OYO Announces Hundreds Of Lay-Offs, Founder Calls It “Unfortunate”
Ritesh Agarwal, Founder and Group CEO, OYO, said: “We will be doing all that we can to ensure that most of the people we are having to let go, are gainfully employed. Every member of the OYO team and I myself will proactively endorse the strength of each of these employees.
IPO-bound travel tech firm OYO today announced it will downsize about 10 per cent of its 3,700-employee base by cutting 600 jobs in the technology and corporate verticals and hiring 250 members, primarily in the relationship management teams.
OYO said the move is part of implementing wide ranging changes in its organisational structure. It is downsizing its product & engineering, corporate headquarters, and OYO Vacation Homes teams, while it adds people to the partner relationship management and the business development teams.
“OYO will downsize 10 per cent of its 3,700-employee base, which includes fresh hiring of 250 members and letting go of 600 employees,” a statement said.
Product and engineering teams are being merged for smoother functioning, it added.
The downsizing in tech is also happening in teams which were developing pilots and proof of concepts such as in-app gaming, social content curation and patron facilitated content, the company said.
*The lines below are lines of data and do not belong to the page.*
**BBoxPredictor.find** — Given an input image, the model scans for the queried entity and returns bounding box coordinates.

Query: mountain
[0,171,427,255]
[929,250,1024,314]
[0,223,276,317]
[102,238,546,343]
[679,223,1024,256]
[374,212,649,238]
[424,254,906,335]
Additionally, members of projects which have now been successfully developed and deployed such as ‘Partner SaaS’ are being either let go or are being redeployed in core product & tech areas such as AI (artificial intelligence) driven pricing, ordering and payments, it informed.
The company will be adding 250 members primarily in its relationship management teams to ensure better consumer and partner satisfaction, and in business development teams to help scale up the number of hotels & homes on its platform.
As the integration of various functions of its European vacation homes business progresses, it is downsizing in some parts of the business to increase efficiency and harness synergies, OYO stated.
The company has also reassessed its corporate headquarters base afresh and is merging congruent roles and flattening team structures where needed, it added.
The company informed that it will be helping as many employees as it can in the outplacement and continuing with their medical insurance cover ranging up to three months on an average.
Ritesh Agarwal, Founder and Group CEO, OYO, said: “We will be doing all that we can to ensure that most of the people we are having to let go, are gainfully employed. Every member of the OYO team and I myself will proactively endorse the strength of each of these employees.
“It is unfortunate that we are having to part ways with a lot of these talented individuals who have made valuable contributions to the company.” “As OYO grows and a need for some of these roles emerges in the future, we commit to reaching out to them first and offering them the opportunity,” Mr Agarwal added.